From Apertium
Jump to navigation Jump to search

GSoC application: apertium sh-mk, implementation of a new language pair

Hrvoje Peradin,

krvoje on IRC: #apertium

Why is it you are interested in machine translation?

It's a perfect combination of Computer science and linguistics. I am very fascinated with languages, both natural or artificial. With MT it fascinates me to see a natural message transfered across a language barrier via only a process of computation.

Why is it that you are interested in the Apertium project?

Apertium was simply my best choice on GSoC. Since I am aiming for my graduate thesis to be about natural language processing, and my University currently doesn't offer a course on that particular subject, this is a unique chance to seriously work first-hand with tools and methods of that particular area. Also, I would be quite happy to contribute to the open source community, and at the same time improve a little bit the status of my mother tongue in the world of machine translation.

Which of the published tasks are you interested in?

Contributing to an orphaned language pair. I intend to target apertium-sh-mk.

Why should Google and Apertium sponsor it?

The language i intend to target encompasses three standard languages, which are altogether spoken by over 15 million people. The morphological dictionary developed in this a project will be a solid foundation for future work on expanding vocabulary, and other language pairings.

How and whom it will benefit in society?

Hopefuly, it'll help improve machine translation of Bosnian, Croatian and Serbian standard languages, and in the future help build new translation systems. For instance, when finished, it can be easily paired with Slovene, since the grammars are quite close.

What do you plan to do?

I plan to reimplement the sh half of the apertium-sh-mk language pair, the bilingual dictionary and transfer rules towards Macedonian. There is some previous work done on the sh part, including some handy methods for handling the difference between the three standards. However, some linguistic paradigms are missing, and the documentation on the entire implementation is quite scarce. To be more productive, I will reimplement the entire dictionary from scratch, using the old code as a rough guideline, and recycling some parts of it.

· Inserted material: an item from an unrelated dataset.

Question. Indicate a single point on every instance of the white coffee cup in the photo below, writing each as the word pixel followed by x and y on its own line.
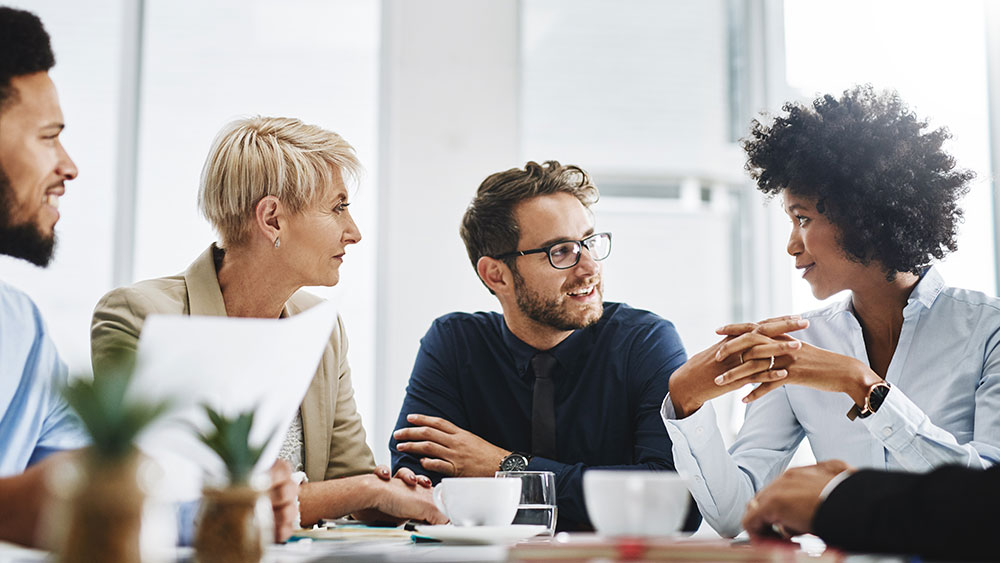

The Macedonian language morphological dictionary is already efficiently implemented, and I plan to rely on it while implementing the transfer rules. As some of Macedonian syntax makes it difficult to implement translation rules for the opposite direction, and such a task would exceed the time frame I have at my disposal, I will implement only rules for sh->mk.

As a source of parallel corpora i intend to use . It contains news on all four languages involved. I intend to investigate some other potential sources.

I will also be using the portals (it contains grammatical description of 116.516 lemmata, it will be a most invaluable resource), the site, grammars of the Croatian language (Silić/Pranjković, also Barić et. al), some grammar of the Macedonian language (some are available online, like Macedonian by Victor Friedman, also there exist a few high-quality local publications). There are also some additional potentialy useful online resources on Croatian which i intend to investigate.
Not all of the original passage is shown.